A Previdência pode reembolsar essa quantia, caso o ajuizamento de ações regressivas, especialmente coletivas, seja generalizado para os casos pertinentes. Ademais, esse valor poderia nem ter sido desembolsado pela Previdência, caso as empresas comprimissem as normas de saúde e segurança do trabalho e adotassem uma gestão da força de trabalho menos predatória.
Esses cerca de R$8,8 bilhões, contudo, são também uma parte do iceberg que a Previdência deixa de arrecadar por conta dos acidentes, já que é um valor referente apenas aos cerca de 300 mil auxílios acidentários concedidos anualmente.
- Acidentes de trabalho cadastrados como doença comum
Muito maior do que os gastos com benefícios acidentários são as despesas com auxílios cadastrados como doenças comuns. Contudo, grande parte do adoecimento coberto por auxilio doença comum é, na verdade, adoecimento ocupacional, por conseguinte, deveria ter os valores ressarcidos pelas empresas, ou ser evitado.
Levantamento do Instituto Brasileiro de Geografia e Estatística (IBGE), em pesquisa realizada em convênio com o Ministério da Saúde, estima que, em 2013, cerca de 4,9 milhões de pessoas sofreram acidentes de trabalho, quase 7 vezes mais do que o número captado pelo INSS. Desses acidentados, sem contar acidentes de trânsito, 1,6 milhões de pessoas deixaram de realizar quaisquer de suas atividades habituais, e 613 mil tiveram sequela e/ou incapacidade decorrente do acidente.
Destarte, há número muito maior de vítimas que deixaram de trabalhar, tiveram sequela e/ou incapacidade decorrente do acidente, do que de benefícios acidentários concedidos.

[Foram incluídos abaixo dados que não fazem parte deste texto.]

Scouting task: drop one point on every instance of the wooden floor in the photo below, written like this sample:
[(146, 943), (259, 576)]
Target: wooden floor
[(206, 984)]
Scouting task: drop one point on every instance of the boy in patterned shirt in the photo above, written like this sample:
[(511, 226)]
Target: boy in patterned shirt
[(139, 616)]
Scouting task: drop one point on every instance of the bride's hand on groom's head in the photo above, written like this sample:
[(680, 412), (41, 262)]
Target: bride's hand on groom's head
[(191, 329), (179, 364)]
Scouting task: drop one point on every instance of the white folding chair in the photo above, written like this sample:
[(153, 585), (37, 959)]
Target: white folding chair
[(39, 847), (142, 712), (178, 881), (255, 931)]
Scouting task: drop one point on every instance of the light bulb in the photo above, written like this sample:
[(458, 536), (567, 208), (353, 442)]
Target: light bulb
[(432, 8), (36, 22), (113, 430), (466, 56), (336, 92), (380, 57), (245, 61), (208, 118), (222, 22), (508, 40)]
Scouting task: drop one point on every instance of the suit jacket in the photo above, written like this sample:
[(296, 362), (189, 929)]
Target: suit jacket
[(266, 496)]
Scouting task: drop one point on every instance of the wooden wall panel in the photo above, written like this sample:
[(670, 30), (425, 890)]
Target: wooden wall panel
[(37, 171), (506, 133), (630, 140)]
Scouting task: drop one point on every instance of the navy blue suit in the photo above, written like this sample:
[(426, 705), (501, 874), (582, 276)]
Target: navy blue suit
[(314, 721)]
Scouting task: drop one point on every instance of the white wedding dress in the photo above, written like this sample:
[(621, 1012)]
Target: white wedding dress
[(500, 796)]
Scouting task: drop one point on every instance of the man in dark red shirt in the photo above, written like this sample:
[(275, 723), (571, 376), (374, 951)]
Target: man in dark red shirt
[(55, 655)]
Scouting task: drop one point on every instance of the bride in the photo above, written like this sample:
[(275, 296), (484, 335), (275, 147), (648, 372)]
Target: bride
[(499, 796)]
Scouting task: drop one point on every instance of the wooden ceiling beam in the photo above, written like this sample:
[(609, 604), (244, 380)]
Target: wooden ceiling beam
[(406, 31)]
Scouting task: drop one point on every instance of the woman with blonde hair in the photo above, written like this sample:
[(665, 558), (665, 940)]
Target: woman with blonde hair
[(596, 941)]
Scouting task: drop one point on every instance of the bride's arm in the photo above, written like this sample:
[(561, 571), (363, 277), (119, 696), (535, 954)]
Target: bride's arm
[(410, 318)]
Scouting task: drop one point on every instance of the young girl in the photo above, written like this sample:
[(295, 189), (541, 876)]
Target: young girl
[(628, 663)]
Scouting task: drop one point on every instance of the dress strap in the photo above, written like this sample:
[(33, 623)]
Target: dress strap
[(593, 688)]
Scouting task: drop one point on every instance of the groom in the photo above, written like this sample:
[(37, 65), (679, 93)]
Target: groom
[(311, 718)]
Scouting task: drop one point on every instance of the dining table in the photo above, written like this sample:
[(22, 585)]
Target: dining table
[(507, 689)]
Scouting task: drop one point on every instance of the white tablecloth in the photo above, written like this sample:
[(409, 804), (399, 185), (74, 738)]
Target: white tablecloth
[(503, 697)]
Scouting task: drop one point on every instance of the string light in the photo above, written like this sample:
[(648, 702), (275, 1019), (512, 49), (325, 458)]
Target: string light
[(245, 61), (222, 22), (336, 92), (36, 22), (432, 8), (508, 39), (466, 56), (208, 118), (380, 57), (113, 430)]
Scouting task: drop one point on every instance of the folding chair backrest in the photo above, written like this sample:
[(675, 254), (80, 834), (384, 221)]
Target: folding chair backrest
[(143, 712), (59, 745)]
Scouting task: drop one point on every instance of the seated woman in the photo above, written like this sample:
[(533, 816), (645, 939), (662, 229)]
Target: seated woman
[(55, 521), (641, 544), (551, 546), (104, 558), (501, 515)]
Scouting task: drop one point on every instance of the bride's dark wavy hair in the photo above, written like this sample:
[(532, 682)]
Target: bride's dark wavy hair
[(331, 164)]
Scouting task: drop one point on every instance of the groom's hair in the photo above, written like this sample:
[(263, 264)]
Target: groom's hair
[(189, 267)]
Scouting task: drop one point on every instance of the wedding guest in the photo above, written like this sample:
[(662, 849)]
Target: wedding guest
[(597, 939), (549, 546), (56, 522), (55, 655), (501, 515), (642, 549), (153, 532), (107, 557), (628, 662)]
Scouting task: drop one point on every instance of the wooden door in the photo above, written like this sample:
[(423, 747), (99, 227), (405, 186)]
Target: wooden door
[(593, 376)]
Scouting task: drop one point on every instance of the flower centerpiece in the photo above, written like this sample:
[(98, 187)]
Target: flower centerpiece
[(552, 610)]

Tudo indica que grande parte desses trabalhadores é enquadrada em auxílios para doença comum, cujo crescimento sistemático alcançou 2,3 milhões de benefícios em 2013, perfazendo um total de R$17 bilhões.
- Ocultação de acidentes, riscos e Fator Acidentário de Prevenção
Outra fonte de sonegação das receitas da Previdência é o Fator Acidentário de Prevenção (FAP) que é aplicado, conforme o índice de acidentes de trabalho, nas alíquotas da contribuição denominada Riscos Ambientais de Trabalho (RAT) (antigo Seguro de Acidente ao Trabalho). O FAP constitui um multiplicador, que varia de 0,5 a 2 pontos, a ser aplicado às alíquotas de 1%, 2% ou 3% da tarifa por subclasse econômica. Ou seja, tanto o enquadramento da empresa por setor econômico, quanto o número de acidentes por ela comunicado, influenciam diretamente no percentual incidente em folha, que pode variar de 0,5% a 6%.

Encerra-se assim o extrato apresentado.